Strikingly’s platform is designed to let people with little or no Web development experience build mobile-optimized sites in a few minutes. Since we first wrote about Strikingly in February, it has redesigned its dashboard, added new templates and customization options, and improved SEO by enabling subdomains. The platform’s app store also has new products that allow users to integrate platforms like Facebook, SoundCloud, Google Maps and Twitter into their sites.


Most of Strikingly’s existing marketing efforts have focused on the U.S. and Japan, but co-founder and CEO David Haisha Chen says Singapore, the Philippines and Malaysia are also among the startup’s fastest growing markets. Angela Ognev, the company’s new Singapore-based “Chief Happiness Officer,” will be responsible for organizing monthly live meet-ups, a key part of Strikingly’s marketing strategy in the region.
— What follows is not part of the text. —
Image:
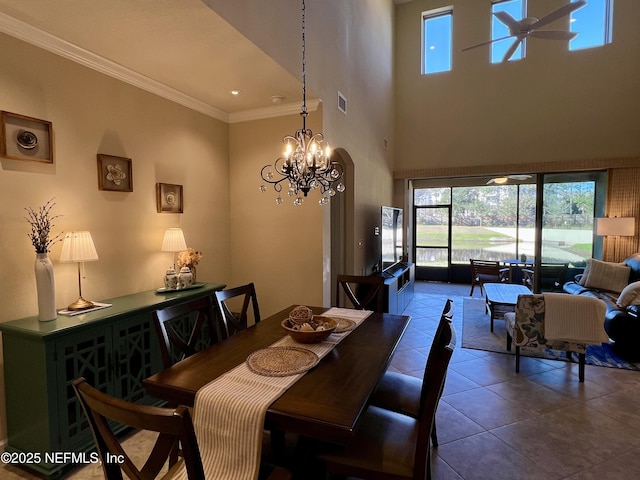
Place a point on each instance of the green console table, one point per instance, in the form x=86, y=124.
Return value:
x=114, y=348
The meet-ups are meant to allow the startup’s core user base of entrepreneurs and job seekers to network and, in turn, increase sign-ups through word-of-mouth referrals.

“When I was in the U.S., we did user meet-ups, though they were not as consistent. Then we started to realize the importance of building a 360-degree touchpoint with events and fostering users on a constant basis,” says Chen. Though most customers build and maintain sites for their businesses, Strikingly has also been used for personal projects like one man’s mobile-optimized Valentine’s Day love letter to his girlfriend.

One of the key things that sets Strikingly’s Southeast Asia users apart from their counterparts in the U.S. and Japan is that many of them are using the platform to build their first Web sites, instead of converting sites first built on another platform.

“In the U.S. people are familiar with tools like WordPress or can get friends to build their Web site for them,” Chen says. “But it’s still something that most people in [Southeast Asia] haven’t tried. It seemed out of reach, though use cases are similar.”